Huge outcry against proposed home schooling policy
Parents who educate their children at home have strongly opposed the Draft Policy on Home Schooling which was published by the Department of Basic Education for comment.
The draft policy proposals state that parents should apply to the education department for registration of a learner and comply with any reasonable conditions set by the department.
The proposals also require parents to keep a record of attendance and a suitable timetable for the learner.
The proposals also require parents to adopt a curriculum and also present their children for period testing.
The closing date for comment on the policy proposals was December 8‚ but the department has extended the deadline for comment until January 31 next year.
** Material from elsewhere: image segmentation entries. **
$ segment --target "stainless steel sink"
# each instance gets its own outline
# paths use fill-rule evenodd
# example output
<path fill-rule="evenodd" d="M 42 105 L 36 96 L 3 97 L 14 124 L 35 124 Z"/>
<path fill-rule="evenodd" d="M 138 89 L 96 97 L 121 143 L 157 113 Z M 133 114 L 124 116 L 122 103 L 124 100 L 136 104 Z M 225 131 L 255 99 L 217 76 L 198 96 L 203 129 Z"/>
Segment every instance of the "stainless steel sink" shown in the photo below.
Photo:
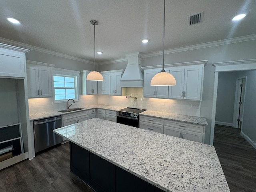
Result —
<path fill-rule="evenodd" d="M 84 108 L 74 108 L 73 109 L 65 109 L 64 110 L 61 110 L 60 111 L 59 111 L 59 112 L 61 112 L 62 113 L 66 113 L 66 112 L 70 112 L 70 111 L 77 111 L 78 110 L 81 110 L 81 109 L 84 109 Z"/>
The Pestalozzi Trust said the provisions of the draft policy were one-sided and impractical and infringed on the rights of home-educated learners and their parents.
The trust‚ which is a legal defence fund for home education‚ said in its submissions dated December 8 that home education was not a form of public education‚ and provisions suitable for public education could not work in a home education environment.
It said the provisions of the draft policy were impractical.
“Imposing impractical provisions is not only going to be pointless‚ but is going to cost both the department and home educators potentially hundreds of millions of rands which could be better applied to improving education for learners.”
The trust said the requirement that parents must be monitored constantly assumed that parents could not be trusted to realise the educational needs of their children.
“They are assumed guilty of educational neglect and are required to constantly prove their innocence.”
The Association for Homeschooling called on the department to withdraw the proposed policy.
“Most homeschoolers remain unregistered today. This appears to be the result of the unreasonable demands‚ restrictions and inconsistencies in the current registration process‚” the association’s Shaun Green said in his submission.
The Gauteng Association of Home Schooling said homeschoolers deemed interference in home education of any kind as contrary to the best interests of the child.
“Homeschoolers deem standardised testing to be severely detrimental to the child‚ a view supported by scientific study and as implemented by some Scandinavian countries with great success‚” the Gauteng Association said in its submission.
It said it was for the parent to decide when the child was ready for assessment and standardised tests.
The Eastern Cape Home Schooling Association (ECHSA)‚ which represents about 500 families‚ said it had not had sufficient time to prepare comments on the proposed provisions.
It said the fact that the department wished to prescribe the type of curricula which home-educated learners may use was a direct infringement on human rights.
“ECHSA wishes to make a detailed submission on this provision‚ but it is unable to do so within the limited time-frames provided‚” said Megan Puchert‚ chairman of the ECHSA.